Le prochain, programmé ce samedi à La Mosson, est une sacrée affiche puisque c’est l’AS Saint-Etienne, actuel leader du championnat, qui se présente au Stade de La Mosson. Un maillot vert qui rappelle forcément de bons souvenir à un Nathanaël Mbuku qui a « vraiment kiffé (son) passage là-bas avec la montée à la clé », mais le joueur prêté au MHSC par Augsbourg jusqu’à la fin de la saison n’a pas pour autant l’intention de verser dans la nostalgie, même s’il s’apprête à retrouver d’anciens coéquipiers à l’instar de Cardona, Bernauer, Nadé, Larsonneur ou Tardieu : « Saint-Etienne est un adversaire que je connais bien mais qui a aussi beaucoup recruté ces derniers temps », explique l’international congolais avec les Léopards de la RDC. « Cela dit, je suis persuadé que nous aurons un coup à jouer dans cette rencontre. Si on regarde notre saison jusqu’ici, les seules défaites que nous avons concédées, c’est presque nous qui les avons ‘’données’’ à nos adversaires. Je pense que si nous réalisons un match plein, en étant libérés, on peut faire un coup et surprendre beaucoup de monde. » Il insiste : « Oui, Saint-Etienne est une grosse équipe mais il ne faut pas nous sous-estimer non plus. Nous avons un effectif de qualité et je suis convaincu que nous pouvons réaliser de belles choses cette saison ».

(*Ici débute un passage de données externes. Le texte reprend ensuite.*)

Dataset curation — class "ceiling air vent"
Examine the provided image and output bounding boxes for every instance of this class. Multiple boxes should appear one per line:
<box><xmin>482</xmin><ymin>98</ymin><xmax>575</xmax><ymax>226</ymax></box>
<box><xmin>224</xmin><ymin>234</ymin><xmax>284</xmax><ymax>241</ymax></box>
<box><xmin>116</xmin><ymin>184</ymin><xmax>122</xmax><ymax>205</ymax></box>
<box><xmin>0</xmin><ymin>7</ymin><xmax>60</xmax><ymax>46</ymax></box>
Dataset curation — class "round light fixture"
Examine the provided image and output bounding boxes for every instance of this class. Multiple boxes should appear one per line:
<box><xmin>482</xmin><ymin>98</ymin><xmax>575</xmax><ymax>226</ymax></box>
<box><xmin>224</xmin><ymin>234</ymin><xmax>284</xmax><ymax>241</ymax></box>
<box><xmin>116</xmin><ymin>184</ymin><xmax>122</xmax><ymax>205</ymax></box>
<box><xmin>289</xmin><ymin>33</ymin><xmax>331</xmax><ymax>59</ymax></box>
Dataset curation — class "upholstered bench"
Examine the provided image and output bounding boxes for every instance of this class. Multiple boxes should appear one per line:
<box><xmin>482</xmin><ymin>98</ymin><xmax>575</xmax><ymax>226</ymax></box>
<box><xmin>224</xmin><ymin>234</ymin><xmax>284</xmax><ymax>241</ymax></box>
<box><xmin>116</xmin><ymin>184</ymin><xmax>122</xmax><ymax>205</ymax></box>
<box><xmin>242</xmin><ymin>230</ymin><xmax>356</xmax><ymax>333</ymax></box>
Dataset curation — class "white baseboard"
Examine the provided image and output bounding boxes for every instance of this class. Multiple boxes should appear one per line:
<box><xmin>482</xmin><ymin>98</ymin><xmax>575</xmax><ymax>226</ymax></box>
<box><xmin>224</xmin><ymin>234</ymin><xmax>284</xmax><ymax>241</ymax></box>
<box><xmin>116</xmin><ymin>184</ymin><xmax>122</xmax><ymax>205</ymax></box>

Je remercie les supporters de nous encourager, d’être derrière nous et de ne pas nous lâcher. On va leur rendre, ça c’est sûr !

Personnage « réservé et très introverti », mais qui a « beaucoup de joie de vivre, d’amour à donner », Nathanaël Mbuku espère « avoir un maximum de temps de jeu pour m’épanouir, mettre mes qualités au service du collectif et montrer de quoi je suis capable. »
Attaché à l’idée de « voir les gens heureux autour de lui », le néo-Montpelliérain espère évidemment aussi pouvoir rapidement donner du bonheur à ses nouveaux supporters, très déçus après la défaite contre Boulogne lors du dernier match à domicile : « C’est normal qu’ils soient déçus vu qu’on leur laisse un goût amer en ne parvenant pas à enchaîner un bon résultat après la victoire contre Bastia », conclut Nathanaël. « Je tiens à ce qu’ils sachent que nous travaillons dur à l’entraînement et que nous sommes, nous aussi, peinés par la situation. Nous essayons ensemble de trouver des solutions pour sortir de ces difficultés et revenir encore plus forts. Je les remercie de nous encourager, d’être derrière nous et de ne pas nous lâcher. On va leur rendre, ça c’est sûr ! » En marquant, cette fois avec le bon maillot, Nathanaël leur ferai sans doute le plus beau des cadeaux.